Bush’u affeden Allah!

Niye aktüel konulardan uzak durdun? Herkes çocuğunu istediği gibi yetiştirir, sana ne, türünden tepkiler olduğu gibi, Merkel ziyareti ve anayasa taslağı üzerine yazsaydın ne olacaktı, iş varacağına varıyor, iyi ki bunları yazdın, hatta, “Kestim sakladım, faydası olur belki diye eşe dosta okuyoruz!” diyenler de var.
Neyse, acı bir haberimiz daha var, bugün de aynı konuya devam etmek durumundayız. (Bazı) çevreye verdiğimiz rahatsızlıktan dolayı, özür dileriz. Çünkü, “Hayırlı bir evlat için helâl lokmanın işin başı” olduğunu söylemiştik ya, “Peki ben günahkâr bir anne babanın evladıysam ve kendim de bugüne kadar helâl-haram dememişsem, benim hayırlı bir evlat sahibi olma umudum yok mu?” diye soruluyor.
Bu soru doğru bir sorudur ve cevap verilmesi icap eder.
Cevaptan önce, üç gündür peş peşe yazdıklarımız bize ait görüşler değildir, İslâm âlim ve eğitimcilerinin âyet ve hadislerden süzerek önerdiği görüş ve tavsiyelerdir, demek ve o yazılarda bir eksiklik varsa bize ait olan işte ancak onlardır, notunu düşmek zorundayız.
Gelelim o sorunun cevabına.
Kişi kimin çocuğu olursa olsun ve kendisi ne kadar günah işlemiş bulunursa bulunsun şahsı ve çocukları için tertemiz olma, hatta, evliyalık makamına yükselme yolu bile açıktır. Çünkü hiçbir günah Rahman ve Rahim olan Allah’ın af ve mağfiretinden büyük değildir. Yazının tam burasında bir not düşmekte fayda görüyoruz. Vaaz kürsülerinde bâzı hocalar ve televizyonlarda İslâm adına konuşan kimi ilahiyatçılar, “Allah şirkten başka her günahı affeder” deyip lafı orada bırakıyor, hata ediyorlar. Çünkü bu söz hem doğru, hem yanlış.

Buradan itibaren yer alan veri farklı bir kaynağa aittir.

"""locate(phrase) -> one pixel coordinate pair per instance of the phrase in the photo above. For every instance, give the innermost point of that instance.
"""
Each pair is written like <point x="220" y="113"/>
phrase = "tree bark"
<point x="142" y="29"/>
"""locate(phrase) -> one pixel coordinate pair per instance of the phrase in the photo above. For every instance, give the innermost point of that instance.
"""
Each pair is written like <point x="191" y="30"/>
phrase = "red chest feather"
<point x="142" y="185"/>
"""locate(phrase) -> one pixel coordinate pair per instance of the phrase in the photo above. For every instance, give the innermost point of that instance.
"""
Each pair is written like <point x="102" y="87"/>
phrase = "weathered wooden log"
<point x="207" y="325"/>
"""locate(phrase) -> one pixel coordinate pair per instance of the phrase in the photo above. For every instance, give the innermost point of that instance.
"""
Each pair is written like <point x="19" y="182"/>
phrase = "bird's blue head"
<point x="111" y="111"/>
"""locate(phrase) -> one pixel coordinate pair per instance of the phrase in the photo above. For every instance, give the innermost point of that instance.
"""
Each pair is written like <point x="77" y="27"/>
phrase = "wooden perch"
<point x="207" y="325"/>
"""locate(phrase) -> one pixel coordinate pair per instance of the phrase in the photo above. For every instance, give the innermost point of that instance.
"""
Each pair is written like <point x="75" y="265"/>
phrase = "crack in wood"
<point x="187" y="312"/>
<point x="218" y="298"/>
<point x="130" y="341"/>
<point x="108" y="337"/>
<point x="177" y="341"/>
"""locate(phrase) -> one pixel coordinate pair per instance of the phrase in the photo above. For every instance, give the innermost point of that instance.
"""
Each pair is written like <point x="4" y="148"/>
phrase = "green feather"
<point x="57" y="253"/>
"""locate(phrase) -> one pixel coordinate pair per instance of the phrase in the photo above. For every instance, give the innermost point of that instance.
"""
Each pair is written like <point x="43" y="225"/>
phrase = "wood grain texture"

Doğru, evet, Allah şirk üzere ölmüş bir kişiyi affetmeyeceğini çok açık bir şekilde söylüyor. Yanlış, çünkü Allah ölüm meleği Azrail’le yüz yüze gelmeden önce, “Lâ İlahe İllallah, Muhammedün Resulullah” diyen kişiyi, müşrik de olsa, affediyor. Hz. Ömer müşrik değil miydi? Bush ve Merkel müşrik değil mi? Bu iki isim Kelime-i şahadet getirseler, geçmişleri sıfırlanmayacak mı? Bush gibi ellerinde binlerce Müslüman’ın kanı bulunan İslâm düşmanlarını bile affedeceğini vaat eden Allah, kendi işlemediği bir günahın çocuğunu ve içkiydi, kumardı ve başka günahlardı, onları işleyen ama pişmanlık duyup, “Tövbe Allah’ım!” diye gözyaşı döken bir Müslüman’ı affetmez mi hiç?
Affeder...
Tıpkı Bişr-i Hâfi’yi affettiği gibi?
Tıpkı, o güne kadar geçimini zina yaparak temin eden bir kadını, bir kuyudan ayakkabısı ile susuz bir köpeğe su verdiği için, affettiği gibi!
Bir Müslüman için Allah’tan ümit kesmek en büyük günahlardan biridir, yine bir Müslüman için, ben şöyle ibadet yapıyorum, şu kadar hac, şu kadar umrem var, helâle harama çok dikkat ediyorum Cennete ben gitmeyeceğim de kim gidecek tavrı tam da Cehennemlik bir tavırdır, çünkü bu hal, Şeytan’ın hâli ile hâllenmektir.
Yalnız...
Kul hakkı alınmışsa helalleşmek için elden gelenin yapılması esas. Allah, tövbe edenin tövbesini kabul eder. Kul hakkının şöyle bir durumu var. Diyelim ki ruhsatlı silahınızla birini yaraladınız, o kişi sizden şikâyetçi olmadı, ama savcılık yine de sizi sorgular ve mahkemeye verir, yaralının davacı olmaması yetmez.
Kul hakkında da Allah tövbe ile hırsızlık günahını siler, amma malını çaldığın kişi ile helalleşmeni ister, affı mal sahibinin hakkını helal etmesine bırakır.
Velhasıl...
Samimi bir tövben ve sonrasında “sırâtal müstekıym”in varsa, seni tebrik ederim arkadaş, yolun açık olsun, ta Cennet ve Cemal’e kadar; bize de şefaat et.